In December 2025, Nigeria’s domestic Premium Motor Spirit (PMS), also referred to as petrol supply, averaged 32.01 million litres per day (MLD), up from 19.5 MLD earlier. Dangote Refinery contributed 5.783 MLD at up to 71% capacity utilization.
The Nigerian Midstream and Downstream Petroleum Regulatory Authority (NMDPRA) published a December 2025 data sheet on Thursday that highlights notable advancements in fuel delivery, refinery operations, and stock sufficiency across key products.
According to independent reports, the increase was caused by improved performance by Dangote Petroleum Refinery Products (DPRP), NNPC, and Oil Marketing Companies (OMCs). As a result, the country’s PMS sufficiency reached 29 days, the highest level in more than a year.
Sufficiency increased by 77% over November, with marine stocks at 4.2 days and inland stocks at 25.1 days.

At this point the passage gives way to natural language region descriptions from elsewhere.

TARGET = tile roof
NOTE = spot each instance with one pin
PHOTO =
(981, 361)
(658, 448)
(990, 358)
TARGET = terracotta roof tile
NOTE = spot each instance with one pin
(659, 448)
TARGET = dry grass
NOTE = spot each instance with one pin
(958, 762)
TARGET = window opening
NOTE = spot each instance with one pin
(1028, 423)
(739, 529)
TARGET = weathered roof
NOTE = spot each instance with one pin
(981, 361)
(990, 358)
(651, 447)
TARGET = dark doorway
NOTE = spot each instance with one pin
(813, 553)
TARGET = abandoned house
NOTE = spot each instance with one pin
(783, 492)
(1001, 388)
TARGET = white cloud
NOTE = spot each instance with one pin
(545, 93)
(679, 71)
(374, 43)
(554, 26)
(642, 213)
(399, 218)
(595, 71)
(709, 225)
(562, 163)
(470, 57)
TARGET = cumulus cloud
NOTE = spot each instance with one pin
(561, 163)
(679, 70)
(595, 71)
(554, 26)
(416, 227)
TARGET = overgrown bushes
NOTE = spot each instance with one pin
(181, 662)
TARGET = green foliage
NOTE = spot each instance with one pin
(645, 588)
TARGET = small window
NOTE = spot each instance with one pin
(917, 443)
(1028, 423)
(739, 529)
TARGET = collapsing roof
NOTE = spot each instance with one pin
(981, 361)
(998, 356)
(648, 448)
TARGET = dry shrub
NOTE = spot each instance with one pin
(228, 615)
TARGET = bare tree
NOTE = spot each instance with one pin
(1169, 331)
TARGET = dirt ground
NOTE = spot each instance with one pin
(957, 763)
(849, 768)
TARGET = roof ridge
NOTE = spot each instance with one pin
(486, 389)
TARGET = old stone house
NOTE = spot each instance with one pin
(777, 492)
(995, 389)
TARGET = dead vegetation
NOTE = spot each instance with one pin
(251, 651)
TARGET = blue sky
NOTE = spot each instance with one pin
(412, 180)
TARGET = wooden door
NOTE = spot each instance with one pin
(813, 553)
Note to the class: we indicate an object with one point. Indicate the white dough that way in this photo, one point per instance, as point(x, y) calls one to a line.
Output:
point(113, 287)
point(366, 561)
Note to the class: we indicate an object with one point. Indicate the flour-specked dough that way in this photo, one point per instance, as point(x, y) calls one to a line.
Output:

Aviation Turbine Kerosene (ATK) at 2.7 MLD (compared to 3 MLD), Automotive Gas Oil (AGO) at 16.4 MLD (compared to 14 MLD), PMS at 63.7 MLD (compared to 50 MLD), and LPG at 4,380 metric tonnes per day (mtd) (compared to 3,900 mtd) all had average daily truck-outs above benchmarks.
25 days for AGO, 20 days for ATK, 8 days for LPG, and 51 days for Low Pour Fuel Oil (LPFO) were the levels of sufficiency.
Supply chain stabilization is seen in trends from October 2024 to December 2025, where PMS sufficiency peaked at 29.2 total days in December.
While AGO remained closed beyond May 2025, the Dangote Refinery had an average capacity utilization of 64.02%, providing the scheduled PMS supply.
Train 1 at Waltersmith Refinery ran for 13 days at 63.24% utilization, supplying 0.051 MLD AGO, while Train 2 (5,000 barrels per stream day) finished pre-commissioning and is scheduled for hydrocarbon introduction in January 2026.
With OPAC and Duport out, modular refineries like Edo (85.43% utilization, 0.052 MLD AGO) and Aradel (53.89%, 0.289 MLD AGO) added up to 0.392 MLD AGO.
One construction license and one new refinery establishment license were granted by NMDPRA.
The average daily supply of wholesale gas was 4.787 billion standard cubic feet (Bscf/d), with 2.912 Bscf/d going to Nigeria LNG (NLNG), 1.875 Bscf/d going locally (0.586 Bscf/d to electricity, 0.430 Bscf/d to industries), and 0.569 Bscf/d going overseas.
NLNG Trains 1-6 (82.67%), Gbaran-Ubie (86.36%), and Soku (105.69%) all had strong usage rates.
The domestic supply of LPG was 5,201 mtd, and the retail price per kilogram was between N1,120 and N1,600.
While real averages hit N861-N935 across cities, with maximums up to N975, indicative PMS pump prices (at N1,450.97/USD NFEM rate, Brent at $62.68/bbl) varied from N832.31 (Lagos) to N900.49 (Maiduguri).
These numbers highlight market dynamics in the context of increased domestic output and decreased imports.